Food and Drug Administration 10903 New Hampshire Avenue Document Control Center - WO66-G609 Silver Spring, MD 20993-0002

February 26, 2015

SPINEART Mr. Franck Pennesi Director of Industry & Quality International Center Cointrin 20 Route De Pre-bois-CP 1813 1215 Geneva Switzerland

Re: K143214

Trade/Device Name: SCARLET® AC-T Regulation Number: 21 CFR 888.3080 Regulation Name: Intervertebral body fusion device Regulatory Class: Class II Product Code: OVE Dated: February 23, 2015 Received: February 23, 2015

Dear Mr. Pennesi:

This letter corrects our substantially equivalent letter of February 23, 2015.

We have reviewed your Section 510(k) premarket notification of intent to market the device referenced above and have determined the device is substantially equivalent (for the indications for use stated in the enclosure) to legally marketed predicate devices marketed in interstate commerce prior to May 28, 1976, the enactment date of the Medical Device Amendments or to devices that have been reclassified in accordance with the provisions of the Federal Food.

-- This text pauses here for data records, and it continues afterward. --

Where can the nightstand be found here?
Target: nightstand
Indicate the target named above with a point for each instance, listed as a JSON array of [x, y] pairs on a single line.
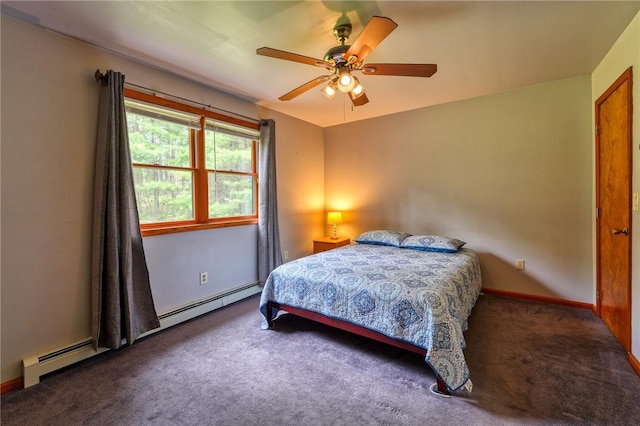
[[326, 243]]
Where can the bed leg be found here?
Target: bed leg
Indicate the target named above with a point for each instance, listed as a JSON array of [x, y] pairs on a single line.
[[440, 389], [269, 314]]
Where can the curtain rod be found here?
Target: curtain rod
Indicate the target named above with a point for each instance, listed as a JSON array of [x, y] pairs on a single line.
[[102, 78]]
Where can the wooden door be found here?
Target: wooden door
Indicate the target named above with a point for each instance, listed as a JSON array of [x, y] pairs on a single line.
[[613, 202]]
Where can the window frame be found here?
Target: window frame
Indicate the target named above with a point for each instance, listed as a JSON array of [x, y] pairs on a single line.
[[200, 181]]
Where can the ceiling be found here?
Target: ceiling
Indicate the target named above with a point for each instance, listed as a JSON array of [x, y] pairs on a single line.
[[480, 47]]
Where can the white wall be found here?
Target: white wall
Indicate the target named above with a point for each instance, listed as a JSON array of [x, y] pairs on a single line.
[[509, 173], [625, 53], [49, 115]]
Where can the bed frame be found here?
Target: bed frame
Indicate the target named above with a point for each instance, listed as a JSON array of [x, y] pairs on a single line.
[[440, 387]]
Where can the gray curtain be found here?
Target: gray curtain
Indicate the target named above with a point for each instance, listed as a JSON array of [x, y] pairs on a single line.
[[269, 256], [122, 304]]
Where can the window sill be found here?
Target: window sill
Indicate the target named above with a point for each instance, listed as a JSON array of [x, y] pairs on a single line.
[[151, 230]]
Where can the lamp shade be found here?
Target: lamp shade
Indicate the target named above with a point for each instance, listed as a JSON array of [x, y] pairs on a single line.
[[334, 218]]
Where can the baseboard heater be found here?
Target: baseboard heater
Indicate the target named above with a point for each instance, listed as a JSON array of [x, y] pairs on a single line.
[[38, 365]]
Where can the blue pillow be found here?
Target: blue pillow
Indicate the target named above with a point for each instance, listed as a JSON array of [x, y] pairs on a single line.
[[382, 238], [432, 243]]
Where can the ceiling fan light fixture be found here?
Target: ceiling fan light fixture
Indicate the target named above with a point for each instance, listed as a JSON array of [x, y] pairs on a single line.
[[346, 81]]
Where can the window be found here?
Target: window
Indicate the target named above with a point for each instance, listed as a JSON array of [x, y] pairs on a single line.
[[192, 168]]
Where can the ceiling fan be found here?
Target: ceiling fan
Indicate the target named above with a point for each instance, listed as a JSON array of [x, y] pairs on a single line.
[[343, 59]]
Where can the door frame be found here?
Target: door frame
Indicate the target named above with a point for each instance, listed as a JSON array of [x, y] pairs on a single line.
[[627, 75]]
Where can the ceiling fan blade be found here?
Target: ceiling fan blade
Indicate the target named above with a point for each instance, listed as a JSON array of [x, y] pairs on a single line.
[[288, 56], [360, 100], [376, 30], [408, 70], [307, 86]]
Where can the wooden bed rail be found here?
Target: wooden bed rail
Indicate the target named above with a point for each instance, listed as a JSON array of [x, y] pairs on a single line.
[[355, 329]]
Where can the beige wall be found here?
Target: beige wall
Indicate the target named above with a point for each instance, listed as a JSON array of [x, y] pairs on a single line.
[[49, 114], [625, 53], [510, 174]]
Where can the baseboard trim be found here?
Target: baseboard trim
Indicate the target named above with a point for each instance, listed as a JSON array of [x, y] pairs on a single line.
[[40, 364], [543, 299], [11, 385]]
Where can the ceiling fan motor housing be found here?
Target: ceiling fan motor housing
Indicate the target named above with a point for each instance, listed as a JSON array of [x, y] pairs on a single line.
[[335, 55], [342, 29]]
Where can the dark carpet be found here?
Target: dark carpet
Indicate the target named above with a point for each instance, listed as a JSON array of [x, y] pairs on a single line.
[[531, 363]]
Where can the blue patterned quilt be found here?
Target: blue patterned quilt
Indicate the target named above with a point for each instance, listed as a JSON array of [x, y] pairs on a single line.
[[423, 298]]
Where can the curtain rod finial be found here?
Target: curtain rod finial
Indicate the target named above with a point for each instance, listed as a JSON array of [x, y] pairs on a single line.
[[101, 77]]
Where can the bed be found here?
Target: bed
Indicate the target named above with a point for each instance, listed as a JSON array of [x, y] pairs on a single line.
[[413, 292]]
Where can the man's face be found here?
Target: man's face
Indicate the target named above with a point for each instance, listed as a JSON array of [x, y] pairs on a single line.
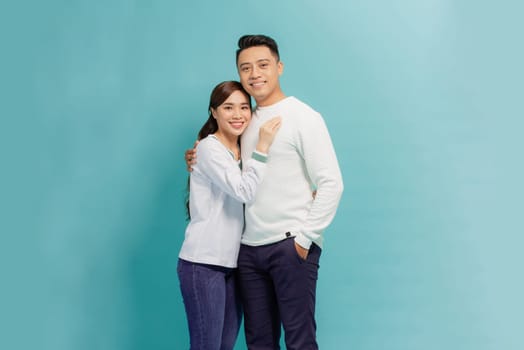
[[259, 71]]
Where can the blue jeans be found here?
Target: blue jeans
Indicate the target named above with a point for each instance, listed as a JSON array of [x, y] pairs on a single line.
[[212, 305], [278, 288]]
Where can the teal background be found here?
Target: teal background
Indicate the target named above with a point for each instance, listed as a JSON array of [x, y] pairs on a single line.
[[423, 101]]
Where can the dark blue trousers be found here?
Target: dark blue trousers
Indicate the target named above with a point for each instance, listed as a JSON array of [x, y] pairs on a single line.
[[212, 305], [278, 288]]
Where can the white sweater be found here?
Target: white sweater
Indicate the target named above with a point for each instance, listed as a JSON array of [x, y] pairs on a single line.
[[301, 159], [218, 189]]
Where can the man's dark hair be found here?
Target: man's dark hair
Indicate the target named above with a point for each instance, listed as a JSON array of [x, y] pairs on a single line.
[[248, 41]]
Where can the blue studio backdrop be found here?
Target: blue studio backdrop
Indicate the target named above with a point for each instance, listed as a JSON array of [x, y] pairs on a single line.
[[101, 98]]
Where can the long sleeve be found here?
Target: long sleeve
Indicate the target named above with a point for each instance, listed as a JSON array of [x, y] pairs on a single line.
[[216, 164], [321, 163]]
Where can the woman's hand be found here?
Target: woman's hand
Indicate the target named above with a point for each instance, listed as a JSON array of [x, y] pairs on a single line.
[[267, 133]]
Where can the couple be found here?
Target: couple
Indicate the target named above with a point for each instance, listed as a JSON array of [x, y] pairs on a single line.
[[286, 154]]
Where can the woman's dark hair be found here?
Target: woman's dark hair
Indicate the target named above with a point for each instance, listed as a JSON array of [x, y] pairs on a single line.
[[247, 41], [219, 95]]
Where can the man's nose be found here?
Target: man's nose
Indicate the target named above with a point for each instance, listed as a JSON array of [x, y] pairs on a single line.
[[254, 73]]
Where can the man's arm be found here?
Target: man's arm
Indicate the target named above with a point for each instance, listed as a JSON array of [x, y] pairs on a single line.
[[322, 166]]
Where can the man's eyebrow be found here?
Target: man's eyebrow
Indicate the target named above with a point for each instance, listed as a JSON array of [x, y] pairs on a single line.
[[258, 61]]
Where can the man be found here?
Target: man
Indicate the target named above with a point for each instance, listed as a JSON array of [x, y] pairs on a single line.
[[282, 239]]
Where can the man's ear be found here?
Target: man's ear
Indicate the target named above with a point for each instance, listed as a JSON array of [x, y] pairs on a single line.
[[280, 67]]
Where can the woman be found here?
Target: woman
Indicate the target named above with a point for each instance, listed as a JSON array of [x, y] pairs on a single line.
[[218, 189]]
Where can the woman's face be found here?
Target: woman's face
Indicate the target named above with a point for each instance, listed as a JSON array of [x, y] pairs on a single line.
[[234, 115]]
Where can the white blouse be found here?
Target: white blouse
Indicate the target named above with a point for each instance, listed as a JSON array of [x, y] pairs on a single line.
[[217, 190]]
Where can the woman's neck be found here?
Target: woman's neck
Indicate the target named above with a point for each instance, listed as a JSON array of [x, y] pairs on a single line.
[[231, 143]]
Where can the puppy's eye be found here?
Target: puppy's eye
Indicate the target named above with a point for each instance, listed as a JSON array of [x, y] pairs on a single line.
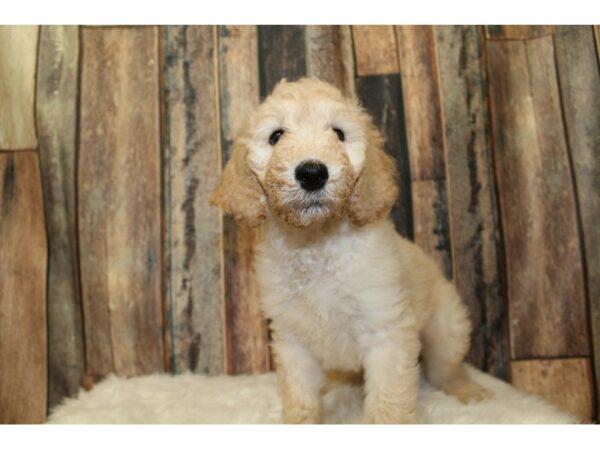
[[274, 139]]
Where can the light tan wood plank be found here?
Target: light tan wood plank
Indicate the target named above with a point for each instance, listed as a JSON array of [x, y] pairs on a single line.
[[23, 258], [580, 92], [422, 104], [430, 221], [375, 49], [18, 54], [564, 382], [517, 32], [471, 196], [119, 200], [329, 55], [546, 302], [56, 117], [246, 333], [193, 167]]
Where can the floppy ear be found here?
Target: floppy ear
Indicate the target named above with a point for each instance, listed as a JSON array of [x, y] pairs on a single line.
[[376, 189], [239, 192]]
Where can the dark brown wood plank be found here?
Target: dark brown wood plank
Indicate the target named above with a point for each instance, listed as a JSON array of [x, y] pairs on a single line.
[[56, 118], [23, 258], [471, 200], [517, 32], [546, 302], [420, 85], [329, 55], [564, 382], [580, 92], [18, 54], [281, 53], [375, 49], [247, 336], [192, 168], [382, 98], [119, 200], [430, 213]]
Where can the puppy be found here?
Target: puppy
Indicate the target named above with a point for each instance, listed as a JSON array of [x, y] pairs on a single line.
[[344, 291]]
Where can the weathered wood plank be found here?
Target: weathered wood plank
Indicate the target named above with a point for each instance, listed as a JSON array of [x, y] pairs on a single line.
[[422, 106], [329, 55], [430, 212], [546, 302], [281, 53], [517, 32], [119, 200], [56, 118], [246, 329], [382, 98], [597, 34], [565, 382], [424, 124], [471, 200], [580, 93], [18, 54], [375, 49], [192, 168], [23, 258]]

Drug, and Cosmetic Act (Act) that do not require approval of a premarket approval application (PMA). You may, therefore, market the device, subject to the general controls provisions of the Act. The general controls provisions of the Act include requirements for annual registration, listing of devices, good manufacturing practice, labeling, and prohibitions against misbranding and adulteration. Please note: CDRH does not evaluate information related to contract liability warranties. We remind you, however, that device labeling must be truthful and not misleading.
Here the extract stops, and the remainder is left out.